MERCI d'avance de vos bons tuyaux !Last edited by dmganges on Wed Sep 07, 2011 3:25 pm; edited 2 times in total

----------

## xaviermiller

As-tu regardé dans les associations de touches ?

(au pire: tu supprimes xfrun4)

----------

## dmganges

MERCI XavierMiller pour ta réponse rapide !

Je découvre l'environnement Xfce, et seulement dans le cadre du LiveCD, peux-tu me dire où je peux trouver la gestion des combinaisons de touche, effectivement ça serait le plus propre !

Merci

----------

## xaviermiller

De mémoire (je n'ai plus XFCE), c'est via le menu "preferences"

Mais, si je comprends ce que tu veux faire, tu ne veux que firefox ?

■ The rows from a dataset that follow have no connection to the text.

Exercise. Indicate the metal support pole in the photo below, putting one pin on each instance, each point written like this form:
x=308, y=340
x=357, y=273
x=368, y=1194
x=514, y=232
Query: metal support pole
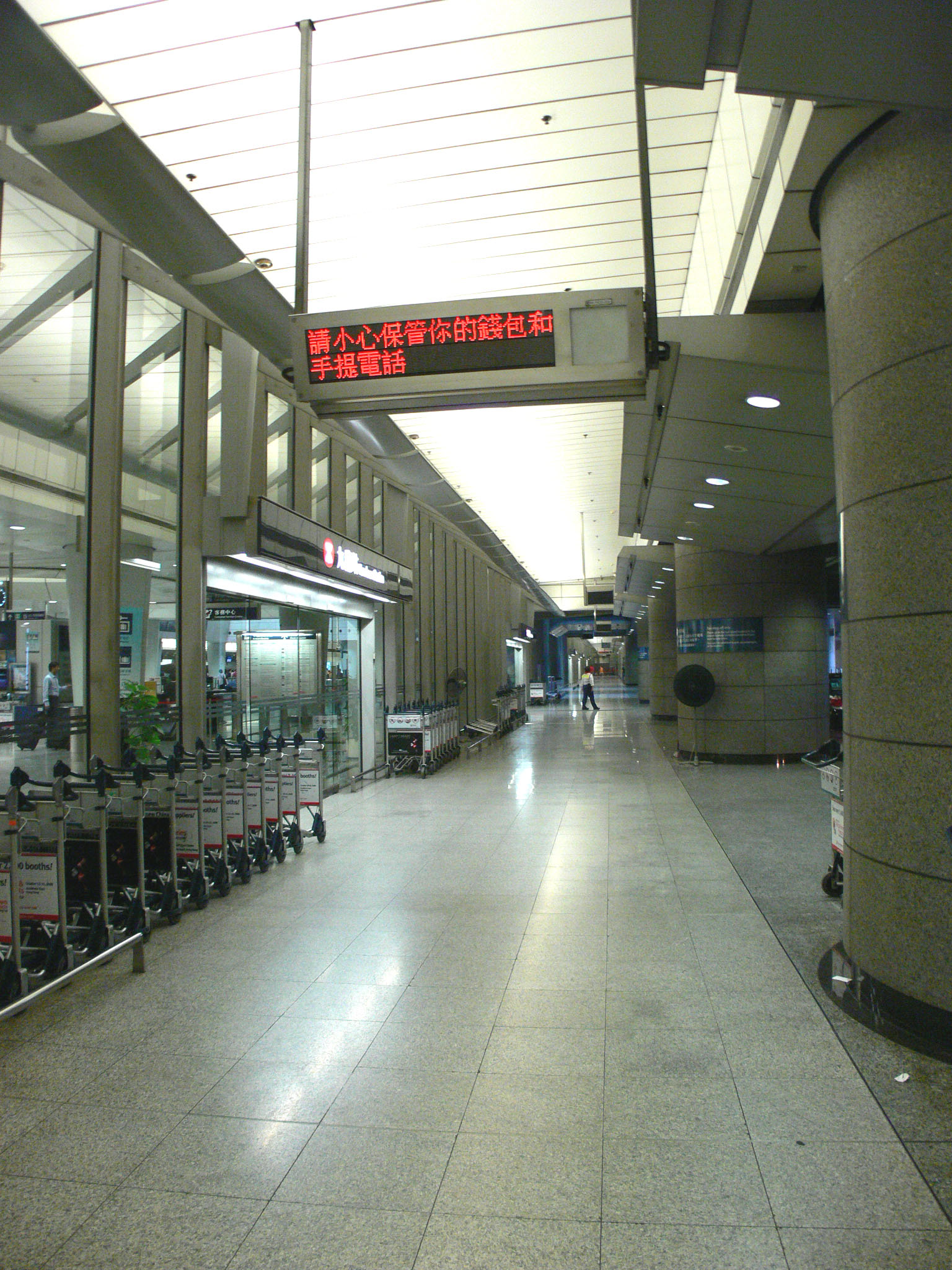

Dans ce cas, pourquoi utiliser un gestionnaire de fenêtres et pas bêtement twm contenant Firefox maximisé ?

----------

## dmganges

Encore MERCI !

Effectivement je viens de trouver la gestion des touches dans :

/root/.config/xfce4/xfconf/xfce-perchannel-xml/xfce4-keyboard-shortcuts.xml

En supprimant le paragraphe concernant <Alt F2> ça le fait !!!

Donc c'est résolu !

Par contre, pardonnes mon ignorance, c'est quoi twm, peux-tu me donner une URL que je me débrouille   :Smile: 

MERCI

----------

## xaviermiller

twm est le "desktop" par défaut de X, qui ne contient quasi rien, et un menu rikiki.

----------

## dmganges

MERCI je vais aussi exploiter le filon twm   :Very Happy: 

----------